Dans cette abjection se révèle non seulement l'amour de Dieu mais le sens même de l'homme. Ecce homo : qui veut connaître l'homme doit savoir en reconnaître le sens, l'origine et l'accomplissement dans le Christ, Dieu qui s'abaisse par amour « jusqu'à la mort et à la mort sur une croix. »
Les mystères douloureux conduisent le croyant à revivre la mort de Jésus en se mettant au pied de la croix, près de Marie, pour pénétrer avec elle dans les profondeurs de l'amour de Dieu pour l’homme et en sentir toute la force régénératrice.
Les mystères glorieux (médités les mercredi et dimanche)
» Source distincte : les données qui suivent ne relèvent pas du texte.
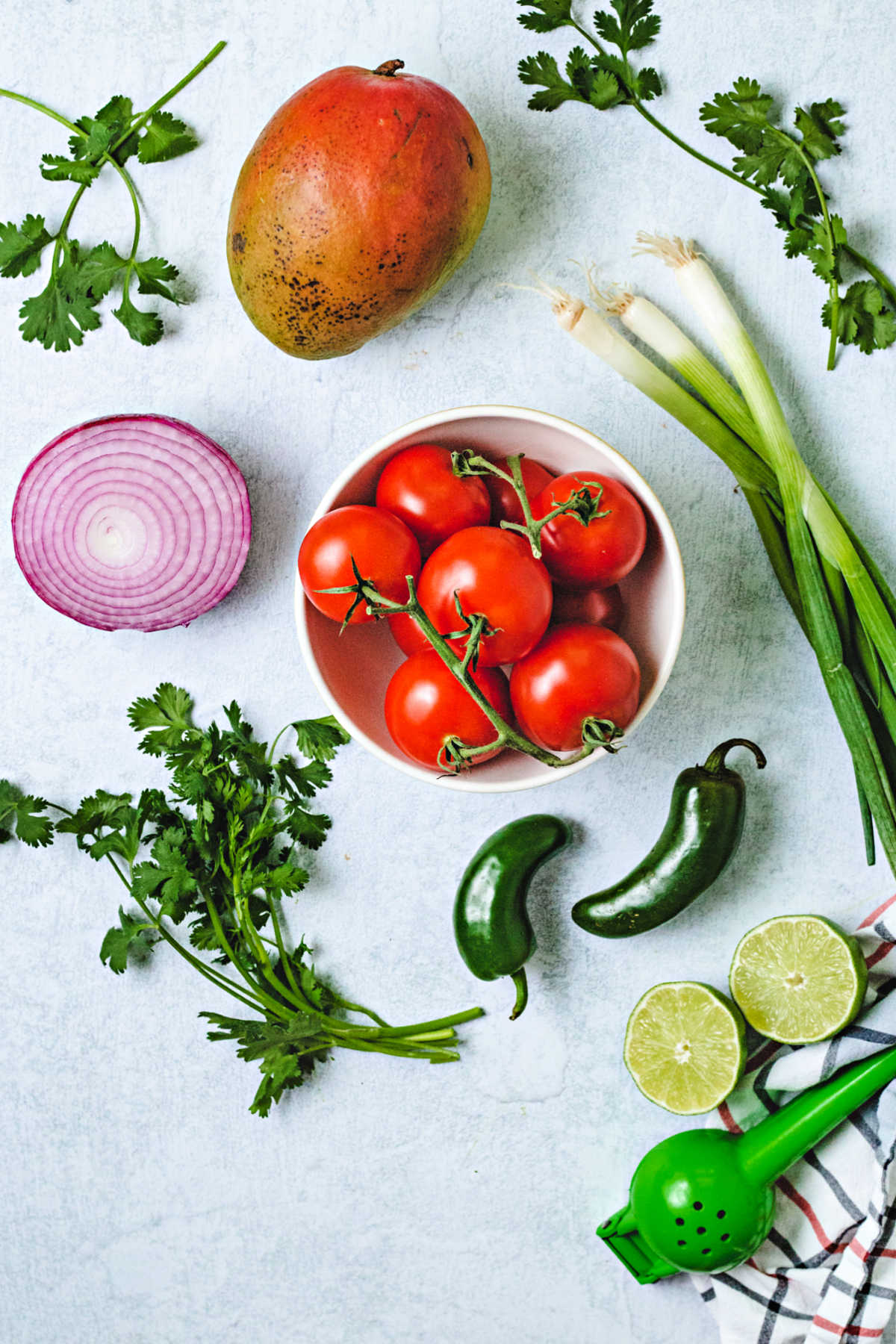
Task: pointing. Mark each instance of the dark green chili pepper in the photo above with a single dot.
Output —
(700, 836)
(491, 922)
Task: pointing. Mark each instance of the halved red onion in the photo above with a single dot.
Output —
(132, 523)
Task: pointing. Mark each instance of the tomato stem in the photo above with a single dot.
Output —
(458, 754)
(581, 502)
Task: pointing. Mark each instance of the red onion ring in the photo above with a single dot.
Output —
(132, 523)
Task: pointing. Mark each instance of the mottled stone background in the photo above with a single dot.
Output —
(390, 1202)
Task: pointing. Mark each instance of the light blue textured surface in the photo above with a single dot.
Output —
(388, 1203)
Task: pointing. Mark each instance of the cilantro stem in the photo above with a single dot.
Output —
(42, 107)
(435, 1024)
(833, 284)
(695, 154)
(172, 93)
(277, 1008)
(62, 235)
(655, 121)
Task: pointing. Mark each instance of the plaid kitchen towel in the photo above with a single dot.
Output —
(828, 1269)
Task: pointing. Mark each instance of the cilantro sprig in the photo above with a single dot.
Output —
(81, 277)
(207, 866)
(780, 164)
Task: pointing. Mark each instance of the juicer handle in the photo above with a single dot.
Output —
(766, 1151)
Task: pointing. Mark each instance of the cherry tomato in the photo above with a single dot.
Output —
(494, 574)
(425, 706)
(603, 551)
(504, 500)
(383, 547)
(597, 606)
(420, 487)
(578, 671)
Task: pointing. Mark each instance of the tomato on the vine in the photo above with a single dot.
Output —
(576, 672)
(505, 503)
(597, 606)
(606, 549)
(420, 487)
(426, 706)
(383, 549)
(492, 573)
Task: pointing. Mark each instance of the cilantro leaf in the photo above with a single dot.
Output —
(633, 26)
(143, 327)
(555, 90)
(131, 941)
(169, 710)
(168, 878)
(593, 84)
(546, 15)
(20, 248)
(101, 132)
(164, 137)
(153, 275)
(60, 314)
(101, 269)
(820, 127)
(22, 813)
(220, 856)
(285, 1054)
(862, 317)
(648, 85)
(65, 309)
(105, 812)
(741, 116)
(320, 738)
(58, 168)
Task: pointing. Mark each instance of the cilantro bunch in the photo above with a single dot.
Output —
(81, 277)
(778, 164)
(214, 858)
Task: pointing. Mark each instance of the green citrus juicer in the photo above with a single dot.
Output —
(704, 1199)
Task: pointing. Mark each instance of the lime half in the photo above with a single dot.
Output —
(798, 979)
(685, 1046)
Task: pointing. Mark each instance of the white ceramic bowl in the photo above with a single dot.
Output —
(352, 670)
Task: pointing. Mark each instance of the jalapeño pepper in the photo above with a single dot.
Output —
(700, 836)
(491, 924)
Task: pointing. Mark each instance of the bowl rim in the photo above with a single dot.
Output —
(469, 783)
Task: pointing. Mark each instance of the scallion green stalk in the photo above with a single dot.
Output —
(836, 591)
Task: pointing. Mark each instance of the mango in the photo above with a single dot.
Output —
(358, 201)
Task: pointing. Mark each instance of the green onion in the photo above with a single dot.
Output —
(839, 596)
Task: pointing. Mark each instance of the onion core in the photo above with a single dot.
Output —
(132, 522)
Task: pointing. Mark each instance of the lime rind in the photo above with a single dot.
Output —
(798, 979)
(684, 1046)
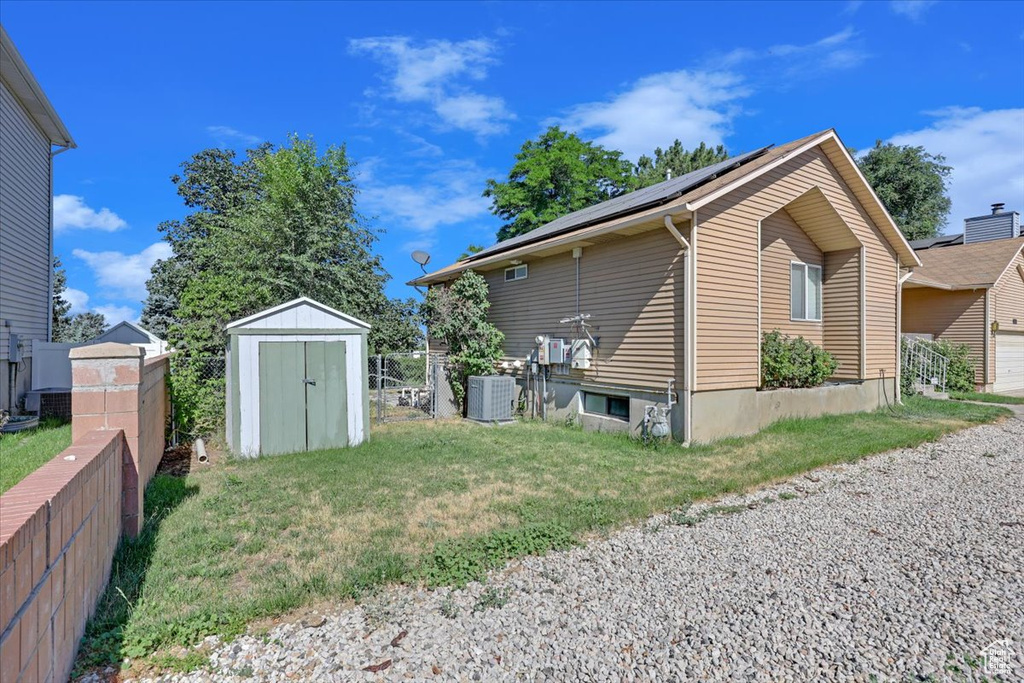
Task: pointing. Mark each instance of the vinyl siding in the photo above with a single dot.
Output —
(632, 287)
(957, 316)
(727, 287)
(781, 243)
(25, 224)
(842, 310)
(1007, 304)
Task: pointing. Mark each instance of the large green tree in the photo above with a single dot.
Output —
(676, 161)
(278, 224)
(457, 313)
(61, 307)
(556, 174)
(912, 184)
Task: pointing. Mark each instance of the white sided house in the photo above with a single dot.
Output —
(129, 333)
(297, 380)
(31, 134)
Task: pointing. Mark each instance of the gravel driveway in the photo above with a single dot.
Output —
(903, 565)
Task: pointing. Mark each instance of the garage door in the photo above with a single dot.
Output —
(1009, 363)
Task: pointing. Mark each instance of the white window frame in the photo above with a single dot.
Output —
(515, 272)
(807, 292)
(606, 413)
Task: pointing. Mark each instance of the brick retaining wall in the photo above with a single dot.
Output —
(58, 531)
(60, 525)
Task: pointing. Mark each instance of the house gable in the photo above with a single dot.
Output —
(727, 288)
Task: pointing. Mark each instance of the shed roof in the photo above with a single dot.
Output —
(976, 265)
(143, 333)
(294, 304)
(18, 78)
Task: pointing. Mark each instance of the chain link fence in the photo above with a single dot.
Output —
(413, 385)
(198, 385)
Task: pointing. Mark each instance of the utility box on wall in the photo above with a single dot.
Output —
(297, 380)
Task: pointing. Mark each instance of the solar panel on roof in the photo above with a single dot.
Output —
(628, 203)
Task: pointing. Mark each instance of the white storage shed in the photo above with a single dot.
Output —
(297, 380)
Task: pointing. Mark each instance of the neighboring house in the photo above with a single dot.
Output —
(129, 333)
(29, 129)
(970, 289)
(681, 279)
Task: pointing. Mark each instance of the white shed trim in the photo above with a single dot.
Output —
(295, 303)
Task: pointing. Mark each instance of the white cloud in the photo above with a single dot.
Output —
(448, 196)
(115, 314)
(699, 104)
(122, 274)
(782, 63)
(225, 134)
(71, 212)
(986, 152)
(78, 299)
(690, 105)
(912, 9)
(435, 73)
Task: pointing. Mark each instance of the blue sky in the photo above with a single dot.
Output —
(432, 99)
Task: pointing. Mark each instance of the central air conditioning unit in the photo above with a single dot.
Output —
(491, 398)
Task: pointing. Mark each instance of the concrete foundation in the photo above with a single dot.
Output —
(741, 412)
(564, 401)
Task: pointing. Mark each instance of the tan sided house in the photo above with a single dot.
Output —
(678, 281)
(970, 289)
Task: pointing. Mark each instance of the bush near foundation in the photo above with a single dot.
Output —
(960, 372)
(794, 363)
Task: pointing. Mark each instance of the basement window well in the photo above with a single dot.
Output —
(612, 407)
(515, 272)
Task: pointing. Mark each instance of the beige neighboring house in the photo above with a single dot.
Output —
(970, 289)
(31, 134)
(679, 280)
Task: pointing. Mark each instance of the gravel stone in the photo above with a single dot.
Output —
(901, 566)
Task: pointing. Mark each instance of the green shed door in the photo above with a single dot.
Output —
(303, 396)
(282, 397)
(327, 404)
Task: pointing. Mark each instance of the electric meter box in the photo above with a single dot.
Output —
(550, 351)
(556, 351)
(581, 354)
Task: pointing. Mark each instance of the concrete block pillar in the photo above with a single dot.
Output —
(107, 393)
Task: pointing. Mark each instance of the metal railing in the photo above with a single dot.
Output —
(926, 366)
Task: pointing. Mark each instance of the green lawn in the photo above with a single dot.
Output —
(24, 453)
(431, 503)
(986, 397)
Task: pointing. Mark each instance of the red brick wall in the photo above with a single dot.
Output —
(59, 526)
(58, 529)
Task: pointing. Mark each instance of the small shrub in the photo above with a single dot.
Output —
(492, 598)
(960, 373)
(459, 561)
(794, 363)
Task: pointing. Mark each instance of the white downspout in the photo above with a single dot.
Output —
(899, 331)
(689, 302)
Ils disent la joie de la Résurrection, la joie de l’Ascension à laquelle Marie est associée par l'Assomption, anticipant, par un privilège très spécial, la destinée réservée à tous les justes par la résurrection de la chair. Enfin, Couronnée de gloire, elle brille comme Reine des Anges et des Saints, anticipation et sommet de la condition eschatologique de l'Église.
Le troisième mystère glorieux, la Pentecôte, montre le visage de l'Église comme famille unie à Marie, ravivée par l'effusion puissante de l'Esprit et prête pour la mission évangélisatrice...
Les mystères du Christ sont aussi, dans un sens, les mystères de sa Mère… Ils sont aussi le mystère de tout homme : chaque mystère du Rosaire, bien médité, éclaire le mystère de l'homme...
À Bethléem, il découvre le caractère sacré de la vie ; à Nazareth, il apprend la vérité fondatrice de la famille selon le dessein de Dieu ; en écoutant le Maître il découvre le Royaume de Dieu ; au Calvaire, il apprend le sens de la souffrance salvifique. Enfin, en contemplant le Christ et sa Mère dans la gloire, il voit le but auquel il est appelé, à condition de se laisser guérir et transfigurer par l'Esprit Saint. Tout naturellement, cette rencontre avec le Christ et sa mère, conduit à leur confier nos fardeaux :
À vingt-cinq ans de distance, repensant aux épreuves qui ne m'ont pas manqué même dans l'exercice de mon ministère pétrinien, j'éprouve le besoin de redire, à la manière d'une chaleureuse invitation adressée à tous pour qu'ils en fassent l'expérience personnelle : oui, vraiment le Rosaire « donne le rythme de la vie humaine », pour l'harmoniser avec le rythme de la vie divine, dans la joyeuse communion de la Sainte Trinité, destinée et aspiration ultime de notre existence.